Langsam setzte Nobody sein Glas beiseite und lehnte seine Arme wieder gegen die Bar. „Warum ist das so wichtig? Ich bin auf der Durchreise. Ich hatte einen langen Weg hinter mir. Wenn Sie es mir erlauben, würde ich eine Pause einlegen."
„Das ist doch kein Problem, Mister", sagte Bürgermeister John. „Sie können in unserem Hotel übernachten. Ginge das in Ordnung für Sie, Sheriff?"
John gab Jake den auffordernden Blick sich zurückzuhalten.
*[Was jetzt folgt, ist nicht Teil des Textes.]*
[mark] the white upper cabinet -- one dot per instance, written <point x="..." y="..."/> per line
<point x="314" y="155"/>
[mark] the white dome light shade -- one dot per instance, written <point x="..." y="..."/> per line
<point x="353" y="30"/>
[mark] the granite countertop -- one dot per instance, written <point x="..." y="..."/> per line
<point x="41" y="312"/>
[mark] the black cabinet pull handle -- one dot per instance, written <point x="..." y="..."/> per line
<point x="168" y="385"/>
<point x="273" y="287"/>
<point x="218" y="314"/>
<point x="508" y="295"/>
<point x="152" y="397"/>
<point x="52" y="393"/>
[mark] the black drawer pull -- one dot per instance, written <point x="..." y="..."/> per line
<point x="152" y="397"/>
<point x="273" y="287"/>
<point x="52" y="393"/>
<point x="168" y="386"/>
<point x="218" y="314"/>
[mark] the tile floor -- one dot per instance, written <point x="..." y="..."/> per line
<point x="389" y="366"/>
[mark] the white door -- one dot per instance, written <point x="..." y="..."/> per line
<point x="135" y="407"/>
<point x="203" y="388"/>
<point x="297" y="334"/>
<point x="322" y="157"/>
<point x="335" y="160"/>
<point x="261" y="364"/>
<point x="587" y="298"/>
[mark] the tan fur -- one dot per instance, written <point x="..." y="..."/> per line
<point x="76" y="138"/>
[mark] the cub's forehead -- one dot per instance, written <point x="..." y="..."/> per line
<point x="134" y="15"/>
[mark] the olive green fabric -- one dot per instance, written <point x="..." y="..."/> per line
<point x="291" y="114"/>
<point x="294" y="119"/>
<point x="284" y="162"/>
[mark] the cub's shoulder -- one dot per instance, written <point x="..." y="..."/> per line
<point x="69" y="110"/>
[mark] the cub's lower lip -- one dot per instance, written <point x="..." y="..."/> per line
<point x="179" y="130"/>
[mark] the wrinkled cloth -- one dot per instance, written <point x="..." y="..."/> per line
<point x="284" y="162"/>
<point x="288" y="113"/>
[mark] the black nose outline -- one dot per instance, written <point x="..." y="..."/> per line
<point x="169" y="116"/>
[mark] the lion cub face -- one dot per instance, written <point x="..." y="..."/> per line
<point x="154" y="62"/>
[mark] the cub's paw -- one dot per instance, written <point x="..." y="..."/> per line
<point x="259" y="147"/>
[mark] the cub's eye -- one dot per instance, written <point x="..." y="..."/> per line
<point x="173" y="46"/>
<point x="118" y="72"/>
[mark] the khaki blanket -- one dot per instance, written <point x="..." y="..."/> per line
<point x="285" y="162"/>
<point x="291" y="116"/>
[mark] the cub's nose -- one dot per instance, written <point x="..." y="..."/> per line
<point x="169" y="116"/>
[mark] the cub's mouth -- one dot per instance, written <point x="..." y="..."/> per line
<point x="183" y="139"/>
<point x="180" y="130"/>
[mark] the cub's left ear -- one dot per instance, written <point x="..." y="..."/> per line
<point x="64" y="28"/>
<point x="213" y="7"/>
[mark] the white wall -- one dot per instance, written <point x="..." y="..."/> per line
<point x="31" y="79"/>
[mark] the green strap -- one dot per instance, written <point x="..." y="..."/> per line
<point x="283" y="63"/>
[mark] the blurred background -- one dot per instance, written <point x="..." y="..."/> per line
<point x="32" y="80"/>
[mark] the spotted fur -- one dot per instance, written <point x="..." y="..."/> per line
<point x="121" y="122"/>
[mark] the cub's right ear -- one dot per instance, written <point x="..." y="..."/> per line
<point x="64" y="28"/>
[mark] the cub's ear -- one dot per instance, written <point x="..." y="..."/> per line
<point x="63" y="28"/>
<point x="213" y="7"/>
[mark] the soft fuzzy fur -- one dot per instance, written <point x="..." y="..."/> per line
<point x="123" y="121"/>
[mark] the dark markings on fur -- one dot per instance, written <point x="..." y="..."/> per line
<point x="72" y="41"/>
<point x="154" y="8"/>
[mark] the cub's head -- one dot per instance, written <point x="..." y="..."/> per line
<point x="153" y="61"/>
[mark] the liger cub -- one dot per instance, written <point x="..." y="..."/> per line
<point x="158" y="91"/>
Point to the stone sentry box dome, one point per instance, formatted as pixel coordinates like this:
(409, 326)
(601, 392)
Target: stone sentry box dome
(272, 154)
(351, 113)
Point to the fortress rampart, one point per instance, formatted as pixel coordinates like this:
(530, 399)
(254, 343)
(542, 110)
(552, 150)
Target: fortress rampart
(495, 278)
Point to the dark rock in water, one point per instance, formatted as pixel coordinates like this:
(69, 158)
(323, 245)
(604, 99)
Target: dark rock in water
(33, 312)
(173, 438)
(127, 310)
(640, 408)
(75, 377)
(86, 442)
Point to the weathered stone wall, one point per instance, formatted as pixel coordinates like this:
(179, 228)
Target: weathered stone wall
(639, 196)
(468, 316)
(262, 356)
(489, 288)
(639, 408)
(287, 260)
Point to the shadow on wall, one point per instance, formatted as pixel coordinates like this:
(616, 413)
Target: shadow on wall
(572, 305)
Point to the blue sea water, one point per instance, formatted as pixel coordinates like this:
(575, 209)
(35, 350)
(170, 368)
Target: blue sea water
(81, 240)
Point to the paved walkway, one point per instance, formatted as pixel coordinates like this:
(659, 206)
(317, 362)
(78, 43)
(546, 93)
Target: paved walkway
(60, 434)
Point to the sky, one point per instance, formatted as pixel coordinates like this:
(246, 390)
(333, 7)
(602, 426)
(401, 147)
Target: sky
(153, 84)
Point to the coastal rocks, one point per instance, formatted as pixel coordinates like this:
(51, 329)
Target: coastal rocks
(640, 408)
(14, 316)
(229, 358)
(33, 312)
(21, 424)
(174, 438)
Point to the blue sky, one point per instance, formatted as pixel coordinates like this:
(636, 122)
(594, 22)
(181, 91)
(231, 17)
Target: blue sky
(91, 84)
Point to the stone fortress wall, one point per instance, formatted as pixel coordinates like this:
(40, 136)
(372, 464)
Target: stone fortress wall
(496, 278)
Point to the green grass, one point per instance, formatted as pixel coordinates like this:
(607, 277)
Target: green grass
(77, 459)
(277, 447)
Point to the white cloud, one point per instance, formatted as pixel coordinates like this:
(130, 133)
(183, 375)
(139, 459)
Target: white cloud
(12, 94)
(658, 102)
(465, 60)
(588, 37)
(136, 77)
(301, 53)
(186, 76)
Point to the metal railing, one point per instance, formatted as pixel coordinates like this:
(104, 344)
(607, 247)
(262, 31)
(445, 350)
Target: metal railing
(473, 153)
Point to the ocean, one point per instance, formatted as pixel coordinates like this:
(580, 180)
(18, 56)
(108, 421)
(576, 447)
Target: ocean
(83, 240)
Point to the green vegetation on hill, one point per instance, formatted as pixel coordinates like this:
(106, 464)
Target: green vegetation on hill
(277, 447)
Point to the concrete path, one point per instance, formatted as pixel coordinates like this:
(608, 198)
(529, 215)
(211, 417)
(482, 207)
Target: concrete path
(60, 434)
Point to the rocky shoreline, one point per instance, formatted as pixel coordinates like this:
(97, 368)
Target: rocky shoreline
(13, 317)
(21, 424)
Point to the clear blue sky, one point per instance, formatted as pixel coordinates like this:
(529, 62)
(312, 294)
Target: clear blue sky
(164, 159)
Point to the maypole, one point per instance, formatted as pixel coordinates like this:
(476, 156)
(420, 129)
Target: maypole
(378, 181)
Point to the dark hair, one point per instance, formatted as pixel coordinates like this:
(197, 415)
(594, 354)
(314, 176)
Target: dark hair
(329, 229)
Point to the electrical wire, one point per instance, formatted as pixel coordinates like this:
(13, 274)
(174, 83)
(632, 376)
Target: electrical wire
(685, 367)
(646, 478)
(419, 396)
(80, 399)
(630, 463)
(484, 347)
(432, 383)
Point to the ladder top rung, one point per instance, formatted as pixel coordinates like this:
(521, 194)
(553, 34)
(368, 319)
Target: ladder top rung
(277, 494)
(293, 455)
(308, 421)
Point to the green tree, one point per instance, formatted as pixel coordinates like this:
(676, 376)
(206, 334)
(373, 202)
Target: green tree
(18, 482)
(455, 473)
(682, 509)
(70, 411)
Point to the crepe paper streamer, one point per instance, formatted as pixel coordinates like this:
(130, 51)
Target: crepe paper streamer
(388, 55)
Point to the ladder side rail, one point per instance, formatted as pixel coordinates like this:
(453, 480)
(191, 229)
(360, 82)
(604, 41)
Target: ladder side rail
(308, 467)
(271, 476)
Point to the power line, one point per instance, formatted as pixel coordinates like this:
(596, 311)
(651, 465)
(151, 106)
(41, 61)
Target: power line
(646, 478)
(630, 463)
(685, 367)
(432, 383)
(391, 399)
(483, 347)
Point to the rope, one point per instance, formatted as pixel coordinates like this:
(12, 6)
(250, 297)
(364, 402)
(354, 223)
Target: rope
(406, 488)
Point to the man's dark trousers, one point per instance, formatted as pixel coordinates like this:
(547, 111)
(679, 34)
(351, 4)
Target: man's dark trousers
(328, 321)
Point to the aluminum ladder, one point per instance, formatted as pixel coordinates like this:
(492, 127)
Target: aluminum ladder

Jake war kurz davor den Mund zu öffnen, schloss ihn aber dann wieder.
Nobody streckte sich und rückte seinen Hut zurecht. „Ich nehme Ihr Angebot gerne an."
„Mm, der Sandsturm scheint nachgelassen zu haben", meinte Elgin.
„Oh, gut", rief Bürgermeister John erfreut und rollte neben dem Fremden her. „In diesen Fall kann ich Ihnen ja schon mal das Hotel zeigen."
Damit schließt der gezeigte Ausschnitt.